The Phase 1 residual risk ("finishReason=length can yield an incomplete attachment") turned out to be the dominant real-world failure for large TARA responses. Root-caused via a 6-probe workflow + live repro.

Root cause

The native Claude paths hard-coded max_tokens to 4096, bypassing getSafeMaxTokens (which would return the 64K provider default):

  • googleVertex.ts executeNativeAnthropicStream / ...Generate: options.maxTokens || 4096
  • anthropic.ts: ANTHROPIC_DEFAULT_MAX_TOKENS = 4096

Any structured response larger than ~16 KB was silently truncated mid-JSON. On truncation the AI SDK skips parseCompleteOutput (it only runs on finishReason==="stop"), so the path fell to text-mode coercion, which closed the dangling JSON into a valid-but-incomplete object with no signal — the Vertex native generate path didn't even surface finishReason.

  1. Model-aware output ceilingresolveClaudeMaxTokens(model, requested) in tokenLimits.ts: defaults to the model's real max (Sonnet 4.x → 64K, Opus 4.x → 32K, older models at their published limits), clamps over-large caller values (avoids 400s on the native paths).

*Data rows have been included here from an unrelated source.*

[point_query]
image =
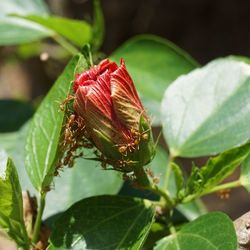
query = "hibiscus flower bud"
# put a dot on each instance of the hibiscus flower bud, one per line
(112, 113)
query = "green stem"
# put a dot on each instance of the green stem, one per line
(144, 182)
(228, 185)
(65, 44)
(38, 222)
(168, 203)
(142, 177)
(168, 173)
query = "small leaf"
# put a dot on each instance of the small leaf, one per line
(11, 205)
(159, 166)
(208, 111)
(153, 63)
(104, 222)
(45, 131)
(26, 7)
(85, 179)
(16, 31)
(215, 170)
(14, 114)
(98, 26)
(179, 178)
(78, 32)
(211, 231)
(245, 173)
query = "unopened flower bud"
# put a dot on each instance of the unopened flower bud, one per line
(113, 115)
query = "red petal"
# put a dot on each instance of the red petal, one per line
(126, 102)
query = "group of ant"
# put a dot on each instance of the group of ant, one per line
(75, 138)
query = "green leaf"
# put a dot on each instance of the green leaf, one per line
(98, 26)
(159, 166)
(78, 32)
(11, 205)
(14, 144)
(153, 63)
(14, 114)
(104, 222)
(178, 174)
(23, 7)
(16, 31)
(215, 170)
(85, 179)
(211, 231)
(208, 111)
(245, 173)
(45, 130)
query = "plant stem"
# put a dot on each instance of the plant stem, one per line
(38, 222)
(142, 177)
(168, 173)
(66, 45)
(228, 185)
(145, 183)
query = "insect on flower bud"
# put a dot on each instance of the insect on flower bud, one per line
(113, 115)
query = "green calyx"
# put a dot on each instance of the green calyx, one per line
(127, 158)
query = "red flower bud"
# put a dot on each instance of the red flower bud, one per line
(107, 101)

Used at both Vertex+Claude sites and both Anthropic native sites.
  2. Surface finishReason on the Vertex native generate path (map Anthropic stop_reason: "max_tokens""length"); it previously hard-coded "stop".
  3. Make truncation observablecoerceJsonToSchema returns { repaired, truncated }; GenerateResult/TextGenerationResult expose jsonRepaired / jsonTruncated; neurolink.ts + GenerationHandler.ts set the flag when finishReason==="length" and emit a WARN. No more silent data loss.
  4. Anthropic non-streaming guard — pass an explicit request timeout so the SDK's "streaming is required for long requests" pre-flight throw doesn't reject a large max_tokens; the abort signal stays the real duration bound.

Verification

  • Live matrix across Vertex (Claude Sonnet/Opus 4.6 + Gemini 2.5), direct Anthropic (Sonnet/Opus 4.6), Google AI Studio, OpenAI, and breadth providers: huge-output (260-line script, no maxTokens) returns complete valid JSON (20–24 KB) — the old 4096 cap truncated it.
  • Dedicated tests on the production cell: "complete (no maxTokens)" and "forced truncation is observable" (jsonTruncated=true, finishReason=length).
  • Unit suite covers the repaired / truncated flags deterministically.

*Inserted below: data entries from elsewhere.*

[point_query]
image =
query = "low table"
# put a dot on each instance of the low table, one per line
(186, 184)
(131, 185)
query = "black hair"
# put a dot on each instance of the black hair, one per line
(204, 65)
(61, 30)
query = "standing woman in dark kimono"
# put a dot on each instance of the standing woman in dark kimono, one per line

Out of scope (flagged, not fixed)

  • OpenAI per-model defaultgetSafeMaxTokens("openai") returns the provider default (128K), which exceeds smaller models' completion limit (e.g. gpt-4o-mini = 16384) and 400s when a caller omits maxTokens. This is a pre-existing issue on a non-Claude path; a model-aware OpenAI ceiling is a separate follow-up.
  • Auto-continuation of a truncated JSON generation (stitch partial + resume) was deliberately not implemented — fragile JSON-stitching that can produce wrong output is worse than a flagged, raised-ceiling truncation. Raising the ceiling to ~256 KB output + making any residual truncation observable is the robust, correct fix.